Post Money SAFE with Valuation Cap
One of the simplest (and cheapest) ways to invest in an early-stage company is often through a Simple Agreement for Future Equity (SAFE). The investor invests cash and the company signs a three-to-five-page SAFE agreement giving the investor certain rights.
This SAFE is a "post-money" SAFE. By “post-money,” we mean that SAFE holder ownership is measured after (post) all the SAFE money is accounted for but still before (pre) the new money in the priced round that converts and dilutes the SAFEs. The post-money SAFE has a potentially huge advantage for both founders and investors – the ability to calculate immediately and precisely how much ownership of the company has been sold. It’s critically important for founders to understand how much dilution is caused by each SAFE they sell, just as it is fair for investors to know how much ownership of the company they have purchased.

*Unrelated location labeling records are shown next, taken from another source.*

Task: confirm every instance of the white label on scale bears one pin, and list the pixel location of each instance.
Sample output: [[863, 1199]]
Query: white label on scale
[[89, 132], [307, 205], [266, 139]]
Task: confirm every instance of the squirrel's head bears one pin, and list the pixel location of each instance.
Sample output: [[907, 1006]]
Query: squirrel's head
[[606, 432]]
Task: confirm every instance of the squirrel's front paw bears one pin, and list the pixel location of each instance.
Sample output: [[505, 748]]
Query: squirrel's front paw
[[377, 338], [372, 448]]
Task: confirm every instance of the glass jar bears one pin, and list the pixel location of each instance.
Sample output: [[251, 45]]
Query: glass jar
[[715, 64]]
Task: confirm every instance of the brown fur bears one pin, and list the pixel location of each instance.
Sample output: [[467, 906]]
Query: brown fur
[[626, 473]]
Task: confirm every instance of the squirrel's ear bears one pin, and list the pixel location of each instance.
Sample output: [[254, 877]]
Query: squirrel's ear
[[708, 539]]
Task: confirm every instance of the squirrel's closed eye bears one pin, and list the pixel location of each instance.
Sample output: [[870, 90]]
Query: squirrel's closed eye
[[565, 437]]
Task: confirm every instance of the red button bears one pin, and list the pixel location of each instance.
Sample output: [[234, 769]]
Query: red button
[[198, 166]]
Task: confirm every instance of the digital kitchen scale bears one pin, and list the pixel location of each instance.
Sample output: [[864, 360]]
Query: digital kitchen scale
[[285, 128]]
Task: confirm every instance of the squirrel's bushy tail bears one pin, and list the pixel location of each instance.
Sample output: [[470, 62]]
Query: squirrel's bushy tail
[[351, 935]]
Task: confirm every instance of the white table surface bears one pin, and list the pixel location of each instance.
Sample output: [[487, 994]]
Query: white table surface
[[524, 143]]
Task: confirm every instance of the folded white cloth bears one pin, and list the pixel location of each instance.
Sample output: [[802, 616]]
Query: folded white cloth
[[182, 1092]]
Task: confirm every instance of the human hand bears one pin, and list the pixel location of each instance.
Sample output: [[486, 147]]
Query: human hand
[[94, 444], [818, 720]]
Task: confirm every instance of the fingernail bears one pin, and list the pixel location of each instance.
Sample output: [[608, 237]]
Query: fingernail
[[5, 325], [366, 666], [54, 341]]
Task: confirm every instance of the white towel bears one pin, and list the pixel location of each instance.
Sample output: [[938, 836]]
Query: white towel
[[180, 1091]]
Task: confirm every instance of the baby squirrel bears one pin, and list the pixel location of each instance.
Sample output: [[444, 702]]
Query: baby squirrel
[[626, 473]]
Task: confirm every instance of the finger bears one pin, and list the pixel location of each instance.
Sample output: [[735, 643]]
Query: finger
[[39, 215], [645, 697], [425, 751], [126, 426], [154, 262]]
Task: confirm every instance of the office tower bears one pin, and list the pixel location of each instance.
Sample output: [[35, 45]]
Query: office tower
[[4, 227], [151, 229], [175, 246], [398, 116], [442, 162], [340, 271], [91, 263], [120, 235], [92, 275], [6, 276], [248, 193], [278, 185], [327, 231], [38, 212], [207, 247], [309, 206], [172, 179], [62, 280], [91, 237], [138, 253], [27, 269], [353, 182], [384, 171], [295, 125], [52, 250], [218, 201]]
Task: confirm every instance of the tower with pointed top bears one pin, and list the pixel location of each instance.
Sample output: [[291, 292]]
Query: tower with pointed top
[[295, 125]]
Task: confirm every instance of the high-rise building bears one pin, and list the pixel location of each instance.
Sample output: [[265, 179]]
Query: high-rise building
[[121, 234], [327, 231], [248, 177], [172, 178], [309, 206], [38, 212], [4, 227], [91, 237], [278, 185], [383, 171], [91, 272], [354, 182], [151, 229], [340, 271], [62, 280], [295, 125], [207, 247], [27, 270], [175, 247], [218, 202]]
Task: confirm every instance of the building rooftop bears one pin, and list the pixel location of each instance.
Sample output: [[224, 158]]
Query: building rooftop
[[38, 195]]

This SAFE is suitable for a cash investment now in exchange for a contract that provides rights to the investor for future equity in the company, similar to a warrant except without determining a specific price per share at the time of the initial investment. A SAFE is not a loan: there is no interest rate, no payments, and no maturity date. A SAFE is not equity: it is not common or preferred stock and does not give any voting rights or other equity rights under state laws.
As a security, this SAFE Agreement is suitable for the issuer to offer to investors rather than an equity or debt security.
We've made the first two (2) pages of the seven (7) page SAFE available for your preview.
This sample document is intended to serve as a starting point only, and should be tailored to meet your specific requirements. This document should not be construed as legal advice for any particular facts or circumstances. Note that this sample document presents an array of (often mutually exclusive) options with respect to particular deal provisions.